Evaluation of marginal and internal fit of lithium disilicate CAD-CAM crowns with different finish lines by using a micro-CT technique.

STATEMENT OF PROBLEM: Whether the precision of fit of computer-aided design and computer-aided manufacturing (CAD-CAM) complete crowns is affected by the finish line configuration is unclear. PURPOSE: The purpose of this in vitro study was to evaluate the marginal and internal fit of CAD-CAM ceramic crowns made from lithium disilicate based on 3 different finish lines (rounded shoulder, chamfer, feather-edge). MATERIALS AND METHODS: Thirty anterior lithium disilicate complete crowns (n=10 per finish line group) were fabricated by following a completely digital workflow based on digital scans made with the TRIOS scanner. The crowns were adhesively cemented on duplicate dies of the respective prepared Typodont teeth, and the marginal gap, absolute marginal discrepancy, and internal gap were evaluated by using microcomputed tomography (µCT). A total of 66 values were obtained for each specimen from sagittal and transaxial sections, and a rendering software program was used to calculate the volume of the cement gap for each specimen by means of 3D region growing. Two-way ANOVA, Tukey post hoc tests with Bonferroni correction, and the Kruskal-Wallis test were used to compare the values between the experimental groups (α=.05).
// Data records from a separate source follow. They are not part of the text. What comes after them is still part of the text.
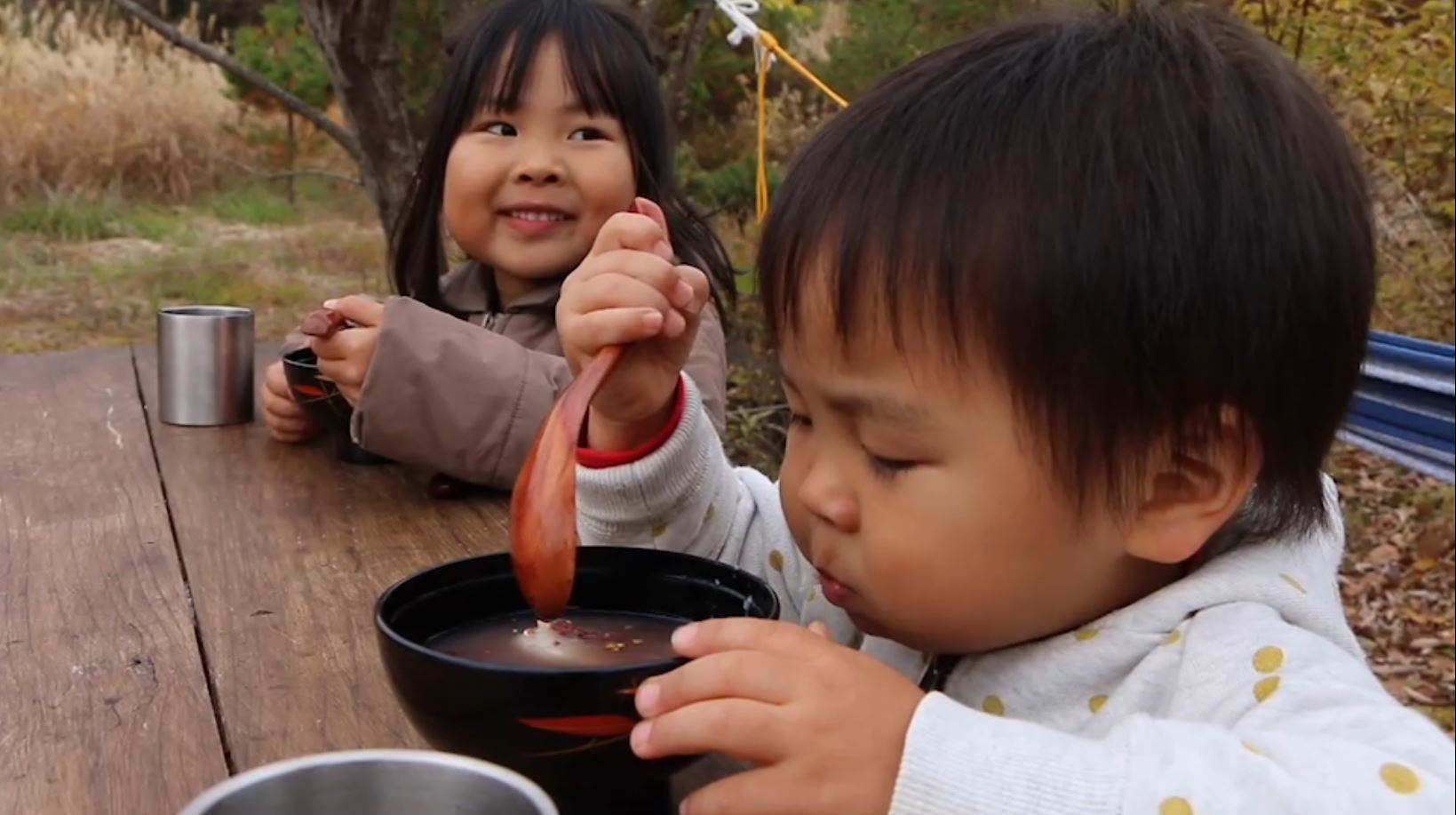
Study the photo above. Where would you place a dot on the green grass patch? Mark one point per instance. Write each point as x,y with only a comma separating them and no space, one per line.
255,204
73,219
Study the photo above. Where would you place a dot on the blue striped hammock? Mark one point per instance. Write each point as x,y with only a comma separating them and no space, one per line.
1405,404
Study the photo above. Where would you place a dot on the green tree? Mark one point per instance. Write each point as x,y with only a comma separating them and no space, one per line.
282,50
886,34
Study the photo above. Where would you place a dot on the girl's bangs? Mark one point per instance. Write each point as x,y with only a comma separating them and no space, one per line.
585,47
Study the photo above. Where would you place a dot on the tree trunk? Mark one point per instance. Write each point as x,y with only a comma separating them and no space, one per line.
353,36
293,156
686,59
355,44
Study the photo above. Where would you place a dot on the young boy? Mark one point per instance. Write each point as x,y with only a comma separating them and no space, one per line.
1068,316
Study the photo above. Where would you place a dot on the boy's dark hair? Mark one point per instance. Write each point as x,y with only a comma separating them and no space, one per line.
1137,218
610,70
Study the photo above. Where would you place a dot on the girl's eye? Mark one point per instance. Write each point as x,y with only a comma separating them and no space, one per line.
585,134
888,467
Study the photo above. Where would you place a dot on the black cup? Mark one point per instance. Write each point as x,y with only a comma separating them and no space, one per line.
564,728
325,404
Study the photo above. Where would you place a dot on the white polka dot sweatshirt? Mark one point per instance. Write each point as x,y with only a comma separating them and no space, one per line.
1237,690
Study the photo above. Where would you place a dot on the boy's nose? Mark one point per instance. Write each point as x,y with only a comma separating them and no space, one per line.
827,499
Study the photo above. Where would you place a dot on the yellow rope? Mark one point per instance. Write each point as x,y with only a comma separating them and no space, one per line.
770,44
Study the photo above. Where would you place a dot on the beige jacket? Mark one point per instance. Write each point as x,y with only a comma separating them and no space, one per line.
465,397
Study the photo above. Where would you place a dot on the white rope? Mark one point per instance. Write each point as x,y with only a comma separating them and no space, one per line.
738,12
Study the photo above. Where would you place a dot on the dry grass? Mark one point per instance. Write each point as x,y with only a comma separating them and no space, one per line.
104,111
60,295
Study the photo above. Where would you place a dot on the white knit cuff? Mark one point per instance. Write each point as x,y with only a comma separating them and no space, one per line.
959,762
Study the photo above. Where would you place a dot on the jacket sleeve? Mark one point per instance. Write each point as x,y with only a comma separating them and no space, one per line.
686,496
1302,728
708,366
444,394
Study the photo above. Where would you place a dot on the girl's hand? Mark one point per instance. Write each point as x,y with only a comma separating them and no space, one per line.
631,292
286,419
346,355
824,725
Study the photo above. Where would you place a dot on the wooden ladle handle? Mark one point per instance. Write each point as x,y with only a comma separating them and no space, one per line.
544,503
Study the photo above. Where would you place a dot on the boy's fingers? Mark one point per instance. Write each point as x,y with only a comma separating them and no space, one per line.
737,726
740,674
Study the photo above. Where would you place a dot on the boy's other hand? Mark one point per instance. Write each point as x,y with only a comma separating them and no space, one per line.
826,725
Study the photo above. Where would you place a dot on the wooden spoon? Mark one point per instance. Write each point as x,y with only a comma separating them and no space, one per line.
322,323
544,505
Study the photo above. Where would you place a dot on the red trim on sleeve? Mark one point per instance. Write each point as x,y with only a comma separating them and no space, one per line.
601,459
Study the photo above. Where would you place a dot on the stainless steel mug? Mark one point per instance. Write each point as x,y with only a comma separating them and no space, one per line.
205,364
376,782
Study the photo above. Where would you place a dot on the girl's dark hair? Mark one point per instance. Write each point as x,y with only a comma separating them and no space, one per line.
1139,219
610,70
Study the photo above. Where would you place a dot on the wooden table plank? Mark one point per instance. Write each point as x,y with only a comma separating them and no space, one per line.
286,551
105,699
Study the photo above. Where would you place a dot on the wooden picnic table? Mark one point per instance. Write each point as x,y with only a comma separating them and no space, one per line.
182,603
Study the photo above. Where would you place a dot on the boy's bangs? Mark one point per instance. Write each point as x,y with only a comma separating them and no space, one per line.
897,248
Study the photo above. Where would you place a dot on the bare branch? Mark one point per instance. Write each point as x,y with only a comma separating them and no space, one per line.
175,36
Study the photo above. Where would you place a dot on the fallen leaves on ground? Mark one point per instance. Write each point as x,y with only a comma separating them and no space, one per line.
1398,579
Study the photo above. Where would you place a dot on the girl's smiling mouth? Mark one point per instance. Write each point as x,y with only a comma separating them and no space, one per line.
535,219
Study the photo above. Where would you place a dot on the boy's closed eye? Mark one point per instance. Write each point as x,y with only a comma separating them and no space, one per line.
497,129
587,134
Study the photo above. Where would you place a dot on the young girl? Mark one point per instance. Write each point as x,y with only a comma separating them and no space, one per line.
549,121
1068,316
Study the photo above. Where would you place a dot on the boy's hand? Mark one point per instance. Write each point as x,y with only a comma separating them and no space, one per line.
344,356
284,417
631,292
826,725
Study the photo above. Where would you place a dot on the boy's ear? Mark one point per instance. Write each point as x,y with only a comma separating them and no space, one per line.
1187,496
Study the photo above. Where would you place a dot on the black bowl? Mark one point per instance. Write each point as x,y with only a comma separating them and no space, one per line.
325,404
481,709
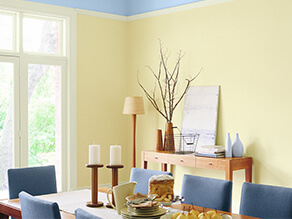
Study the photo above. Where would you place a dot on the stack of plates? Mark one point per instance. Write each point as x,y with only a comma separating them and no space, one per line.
153,212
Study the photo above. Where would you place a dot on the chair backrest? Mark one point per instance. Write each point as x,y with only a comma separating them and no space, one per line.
207,192
34,180
81,214
34,208
141,176
266,201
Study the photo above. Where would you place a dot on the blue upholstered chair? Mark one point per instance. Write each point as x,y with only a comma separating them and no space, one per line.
81,214
266,201
141,176
33,180
34,208
207,192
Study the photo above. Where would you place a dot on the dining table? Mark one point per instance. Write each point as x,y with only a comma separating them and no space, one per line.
69,201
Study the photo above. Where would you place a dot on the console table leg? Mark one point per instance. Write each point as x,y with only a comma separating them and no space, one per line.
229,171
248,174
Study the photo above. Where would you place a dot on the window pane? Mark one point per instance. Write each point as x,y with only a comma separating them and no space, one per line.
6,121
6,36
44,116
42,36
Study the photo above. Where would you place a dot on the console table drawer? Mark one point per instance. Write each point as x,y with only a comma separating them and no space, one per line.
156,157
182,160
210,163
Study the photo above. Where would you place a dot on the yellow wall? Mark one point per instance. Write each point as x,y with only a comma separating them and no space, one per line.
101,88
245,46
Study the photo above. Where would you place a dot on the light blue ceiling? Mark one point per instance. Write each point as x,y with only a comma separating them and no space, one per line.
118,7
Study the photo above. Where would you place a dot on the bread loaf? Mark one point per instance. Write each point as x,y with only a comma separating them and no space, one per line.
162,185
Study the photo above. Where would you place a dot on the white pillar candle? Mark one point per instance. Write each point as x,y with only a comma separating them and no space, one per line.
94,154
115,155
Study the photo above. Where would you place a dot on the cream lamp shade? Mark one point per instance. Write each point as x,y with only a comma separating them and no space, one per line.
133,105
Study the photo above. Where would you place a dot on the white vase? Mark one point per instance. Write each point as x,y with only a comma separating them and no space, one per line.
237,147
228,148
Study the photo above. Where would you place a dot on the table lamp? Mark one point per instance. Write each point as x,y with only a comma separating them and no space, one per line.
134,106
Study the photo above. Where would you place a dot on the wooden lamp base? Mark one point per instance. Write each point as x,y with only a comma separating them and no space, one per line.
114,180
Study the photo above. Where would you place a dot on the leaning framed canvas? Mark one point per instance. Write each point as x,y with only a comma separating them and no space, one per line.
200,113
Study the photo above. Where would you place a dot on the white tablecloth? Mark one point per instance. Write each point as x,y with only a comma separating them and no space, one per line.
70,201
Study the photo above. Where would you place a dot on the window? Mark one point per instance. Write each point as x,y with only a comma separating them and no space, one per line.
37,81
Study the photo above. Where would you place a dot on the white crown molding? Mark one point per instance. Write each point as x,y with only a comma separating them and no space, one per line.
176,9
40,8
28,6
102,15
152,13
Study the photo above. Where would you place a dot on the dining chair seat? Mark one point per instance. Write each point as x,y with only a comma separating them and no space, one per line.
33,180
207,192
82,214
266,201
141,176
35,208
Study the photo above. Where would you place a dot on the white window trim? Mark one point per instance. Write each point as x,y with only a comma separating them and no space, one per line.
71,20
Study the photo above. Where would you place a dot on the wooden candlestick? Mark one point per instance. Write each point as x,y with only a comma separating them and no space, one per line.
115,180
94,185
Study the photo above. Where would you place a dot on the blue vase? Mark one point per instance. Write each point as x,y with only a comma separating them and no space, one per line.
237,147
228,148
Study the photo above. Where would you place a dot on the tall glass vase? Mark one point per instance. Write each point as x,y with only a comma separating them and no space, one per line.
237,147
169,138
228,148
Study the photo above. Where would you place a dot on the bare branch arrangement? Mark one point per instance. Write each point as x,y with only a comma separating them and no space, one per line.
167,82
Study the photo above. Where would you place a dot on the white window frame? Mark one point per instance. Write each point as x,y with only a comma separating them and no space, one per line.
69,154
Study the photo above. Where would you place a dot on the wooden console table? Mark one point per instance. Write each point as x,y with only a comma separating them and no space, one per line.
226,164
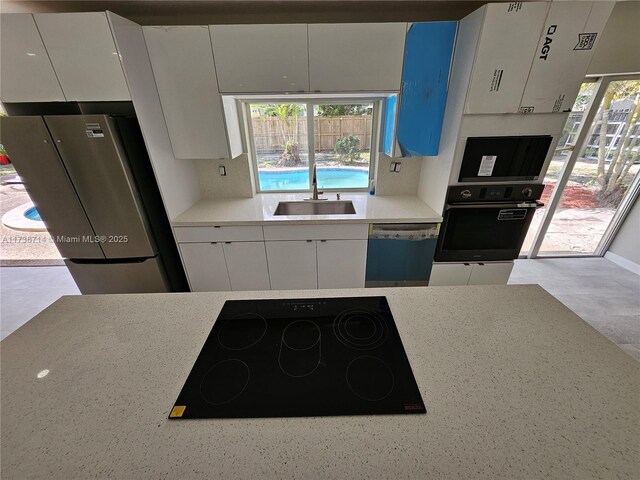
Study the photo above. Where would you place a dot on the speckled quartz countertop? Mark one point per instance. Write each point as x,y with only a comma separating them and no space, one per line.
259,210
516,387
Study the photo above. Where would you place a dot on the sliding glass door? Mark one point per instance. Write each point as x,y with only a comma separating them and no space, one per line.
593,173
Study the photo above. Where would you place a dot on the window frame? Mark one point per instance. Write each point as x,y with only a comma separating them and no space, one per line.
310,103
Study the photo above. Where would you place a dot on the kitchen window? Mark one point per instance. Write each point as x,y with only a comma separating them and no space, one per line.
287,139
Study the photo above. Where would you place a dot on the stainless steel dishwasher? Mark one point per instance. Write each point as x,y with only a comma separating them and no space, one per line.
400,254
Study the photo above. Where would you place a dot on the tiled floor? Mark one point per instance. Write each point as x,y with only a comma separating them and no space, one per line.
26,291
602,293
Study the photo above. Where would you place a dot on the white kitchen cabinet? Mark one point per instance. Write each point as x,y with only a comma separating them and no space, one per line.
450,274
292,264
356,56
490,273
26,74
261,58
341,263
494,273
84,56
505,51
222,233
569,37
185,75
247,265
205,266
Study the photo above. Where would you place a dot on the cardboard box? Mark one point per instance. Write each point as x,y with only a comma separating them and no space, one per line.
569,37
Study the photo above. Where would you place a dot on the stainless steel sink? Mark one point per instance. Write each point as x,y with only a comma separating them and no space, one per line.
315,208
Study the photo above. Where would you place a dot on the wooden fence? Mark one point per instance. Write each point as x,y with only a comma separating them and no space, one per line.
271,133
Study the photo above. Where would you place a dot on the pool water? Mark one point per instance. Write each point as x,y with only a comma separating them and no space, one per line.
32,214
327,178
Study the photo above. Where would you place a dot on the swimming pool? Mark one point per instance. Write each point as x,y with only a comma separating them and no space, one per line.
327,178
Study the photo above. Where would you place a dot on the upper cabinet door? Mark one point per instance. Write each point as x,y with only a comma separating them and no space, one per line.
569,38
425,79
182,62
356,56
507,45
261,58
83,55
26,73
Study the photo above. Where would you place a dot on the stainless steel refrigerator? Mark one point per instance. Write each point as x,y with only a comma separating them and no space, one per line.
90,179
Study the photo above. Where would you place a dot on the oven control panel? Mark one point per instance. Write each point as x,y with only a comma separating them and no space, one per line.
494,193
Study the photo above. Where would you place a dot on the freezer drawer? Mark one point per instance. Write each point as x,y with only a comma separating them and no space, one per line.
138,276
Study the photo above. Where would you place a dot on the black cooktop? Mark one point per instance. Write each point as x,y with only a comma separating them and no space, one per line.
301,357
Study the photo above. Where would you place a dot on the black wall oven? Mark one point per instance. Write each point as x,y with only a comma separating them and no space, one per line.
486,222
504,159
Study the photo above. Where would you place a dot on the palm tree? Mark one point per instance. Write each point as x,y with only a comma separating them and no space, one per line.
288,114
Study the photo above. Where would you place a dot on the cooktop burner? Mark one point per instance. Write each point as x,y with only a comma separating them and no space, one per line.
302,357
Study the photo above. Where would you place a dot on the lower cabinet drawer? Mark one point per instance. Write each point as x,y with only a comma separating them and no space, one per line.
225,266
292,265
495,273
232,233
352,231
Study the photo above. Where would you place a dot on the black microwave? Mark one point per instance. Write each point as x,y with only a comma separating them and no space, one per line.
501,159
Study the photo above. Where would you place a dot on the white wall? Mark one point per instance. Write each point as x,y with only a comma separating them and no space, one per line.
626,244
404,182
619,47
237,182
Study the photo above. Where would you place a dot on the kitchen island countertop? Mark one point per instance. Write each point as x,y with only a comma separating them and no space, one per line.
516,386
259,210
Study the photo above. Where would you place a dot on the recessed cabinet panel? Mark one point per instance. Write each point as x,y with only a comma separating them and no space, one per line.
205,266
261,58
506,48
185,75
569,38
341,263
356,56
292,265
445,274
247,265
26,74
83,55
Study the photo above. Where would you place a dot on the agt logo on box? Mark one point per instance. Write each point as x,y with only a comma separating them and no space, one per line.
547,42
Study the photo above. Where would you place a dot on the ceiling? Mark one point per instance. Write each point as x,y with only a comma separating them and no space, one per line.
194,12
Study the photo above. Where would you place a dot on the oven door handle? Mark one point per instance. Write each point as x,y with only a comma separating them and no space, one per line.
535,204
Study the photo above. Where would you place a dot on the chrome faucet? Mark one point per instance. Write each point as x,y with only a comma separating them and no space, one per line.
314,186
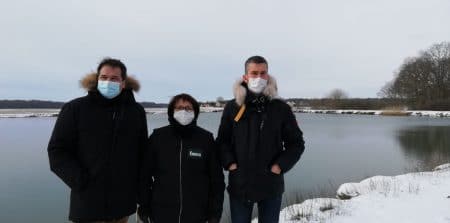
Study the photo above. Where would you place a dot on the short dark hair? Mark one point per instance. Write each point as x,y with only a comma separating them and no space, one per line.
184,97
113,63
255,59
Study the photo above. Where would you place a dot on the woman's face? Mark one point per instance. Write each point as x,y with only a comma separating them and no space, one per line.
183,105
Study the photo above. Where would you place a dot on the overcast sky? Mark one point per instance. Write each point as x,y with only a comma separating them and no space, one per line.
199,47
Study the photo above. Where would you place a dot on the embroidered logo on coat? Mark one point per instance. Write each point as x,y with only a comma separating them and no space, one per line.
195,153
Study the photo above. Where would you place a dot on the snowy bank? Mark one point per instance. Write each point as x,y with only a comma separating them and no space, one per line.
414,197
442,114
RESULTS: Marginal gap and absolute marginal discrepancy values were statistically significantly different between groups. In ascending order, marginal gap values were 23 ±14 µm for rounded shoulder, 54 ±28 µm for chamfer, and 96 ±36 µm for feather-edge finish lines. Absolute marginal discrepancy values were 96 ±34 µm for rounded shoulder, 124 ±37 µm for chamfer, and 157 ±34 µm for feather-edge finish lines. Internal gap values were 111 ±14 µm for feather-edge, 136 ±22 µm for chamfer, and 168 ±25 µm for rounded shoulder finish lines. The differences in cement volume between groups were not statistically significant (P=.200). CONCLUSIONS: All 3 finish lines produced marginal gaps within the range of clinically accep table values. Lithium disilicate CAD crowns with a rounded shoulder finish line had the best marginal fit but the poorest internal fit, and lithium disilicate CAD crowns with a feather-edge finish line had the best internal fit but the poorest marginal fit.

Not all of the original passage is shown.